Look at tax credits issued for rehabbing historic properties. Montgomery County provides a 10-percent tax credit for qualified work on properties listed in the County’s Master Plan for Historic Preservation or located in County-designated historic districts. The State of Maryland and federal government also offer rehabilitation tax credits that some property owners may be able to receive on top of the county’s program.
In 2012, the historic preservation commission reviewed applications for the county’s preservation tax credit program, recommending approval of $74,000 of tax credits for 56 projects.
The projects totaled $740,000 in investments in historic properties in Montgomery County. More of these dollars — paid to roofers, carpenters, painters, masons, and other contractors — stay local than dollars invested in other construction sectors. These dollars are cycled through our economy as these contractors purchase building materials, buy lunch or coffee, and pay their mortgage or rent. In fact, a Rutgers study found that 75 percent of the economic impact of historic preservation investments stays in the community.
Federal and state studies across the county also point to the local economic benefit generated by historic preservation. According to a Colorado study, every $1 million invested to rehabilitate historic buildings creates 32 new jobs (another way to think about this is one job is created for every $31,250 invested in a rehab project).
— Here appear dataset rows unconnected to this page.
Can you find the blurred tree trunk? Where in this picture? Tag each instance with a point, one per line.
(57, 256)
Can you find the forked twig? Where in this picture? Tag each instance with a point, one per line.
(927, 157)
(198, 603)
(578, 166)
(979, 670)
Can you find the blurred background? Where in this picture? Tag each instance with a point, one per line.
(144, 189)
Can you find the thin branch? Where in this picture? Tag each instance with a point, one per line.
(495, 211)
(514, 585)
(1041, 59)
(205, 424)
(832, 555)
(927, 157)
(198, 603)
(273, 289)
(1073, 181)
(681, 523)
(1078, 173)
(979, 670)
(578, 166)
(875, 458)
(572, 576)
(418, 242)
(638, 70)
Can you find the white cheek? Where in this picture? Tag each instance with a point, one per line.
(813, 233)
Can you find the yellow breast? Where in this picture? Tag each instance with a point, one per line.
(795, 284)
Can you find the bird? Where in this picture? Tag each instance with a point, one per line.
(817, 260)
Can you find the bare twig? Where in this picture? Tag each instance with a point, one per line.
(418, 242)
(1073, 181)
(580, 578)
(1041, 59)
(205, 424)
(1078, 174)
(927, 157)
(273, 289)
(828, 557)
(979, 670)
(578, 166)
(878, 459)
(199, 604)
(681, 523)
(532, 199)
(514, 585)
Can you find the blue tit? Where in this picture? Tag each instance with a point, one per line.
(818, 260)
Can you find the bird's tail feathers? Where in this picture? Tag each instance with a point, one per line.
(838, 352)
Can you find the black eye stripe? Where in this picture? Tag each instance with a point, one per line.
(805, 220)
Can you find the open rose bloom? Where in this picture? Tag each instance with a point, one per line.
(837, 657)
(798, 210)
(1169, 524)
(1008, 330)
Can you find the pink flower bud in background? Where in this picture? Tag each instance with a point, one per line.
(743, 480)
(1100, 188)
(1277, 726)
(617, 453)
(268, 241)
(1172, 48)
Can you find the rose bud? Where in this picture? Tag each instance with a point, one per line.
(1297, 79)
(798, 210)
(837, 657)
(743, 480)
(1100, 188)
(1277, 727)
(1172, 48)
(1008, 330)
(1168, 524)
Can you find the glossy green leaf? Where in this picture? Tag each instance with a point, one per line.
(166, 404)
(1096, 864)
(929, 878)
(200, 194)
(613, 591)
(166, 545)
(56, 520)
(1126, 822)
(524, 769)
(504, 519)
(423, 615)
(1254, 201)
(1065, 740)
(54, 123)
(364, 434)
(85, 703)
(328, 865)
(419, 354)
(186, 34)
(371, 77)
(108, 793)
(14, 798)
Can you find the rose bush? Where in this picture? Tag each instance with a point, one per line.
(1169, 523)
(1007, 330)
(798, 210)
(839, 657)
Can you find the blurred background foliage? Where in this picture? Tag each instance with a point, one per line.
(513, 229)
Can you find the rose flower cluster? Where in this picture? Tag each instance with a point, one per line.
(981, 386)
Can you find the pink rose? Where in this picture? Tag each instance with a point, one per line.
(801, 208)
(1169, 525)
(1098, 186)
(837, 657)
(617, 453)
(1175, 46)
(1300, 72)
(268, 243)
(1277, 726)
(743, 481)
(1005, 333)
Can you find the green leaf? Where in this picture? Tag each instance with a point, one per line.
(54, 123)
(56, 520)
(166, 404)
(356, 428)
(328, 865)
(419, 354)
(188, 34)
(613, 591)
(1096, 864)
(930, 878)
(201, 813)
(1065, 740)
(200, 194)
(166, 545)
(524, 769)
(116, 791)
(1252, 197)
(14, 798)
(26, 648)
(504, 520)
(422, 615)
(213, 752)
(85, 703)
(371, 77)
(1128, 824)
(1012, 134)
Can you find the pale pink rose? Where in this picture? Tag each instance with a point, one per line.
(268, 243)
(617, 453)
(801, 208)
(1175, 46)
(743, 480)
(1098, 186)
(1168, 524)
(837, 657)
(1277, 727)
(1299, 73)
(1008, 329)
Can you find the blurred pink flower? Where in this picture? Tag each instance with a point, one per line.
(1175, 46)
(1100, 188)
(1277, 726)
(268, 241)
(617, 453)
In fact, historic preservation projects in Colorado, the study said, led to the creation of nearly 35,000 jobs and $2.5 billion – billion – in economic impacts since 1981.
Closer to home, Governor O’Malley reported in 2010 that Maryland’s tax credit program had generated $1.5 billion in direct rehabilitation investments and $8.50 in economic output for every $1 of tax credits. O’Malley pointed to Abell Foundation research that found that this investment in historic preservation created 1,850 more jobs than would have been created by an equal investment in new construction. Furthering these findings, economist Donovan Rypkema determined that jobs created by historic preservation outpace jobs created through the federal stimulus program. Rypkema compared one federal historic preservation program to the federal stimulus program and found that the preservation program created one job for every $13,780 invested, while the stimulus program created one job for every $248,000. That’s a big difference.
By whatever metrics you want to use, it is clear that investment in historic resources creates jobs, circulates money in the local economy, and expands the county’s tax revenues.
So while part of the reason we do historic preservation is to retain the character of what makes Montgomery County a distinct and desirable place to live, work, and visit, we cannot overlook the numbers that demonstrate the significant contributions historic preservation makes to Montgomery County’s economy.
Postscript: If you own an individually designated historic site or property within a Montgomery County historic district and have completed any rehabilitation work in calendar year 2012, you can apply for county tax credits. The application deadline has been extended to April 15, 2013.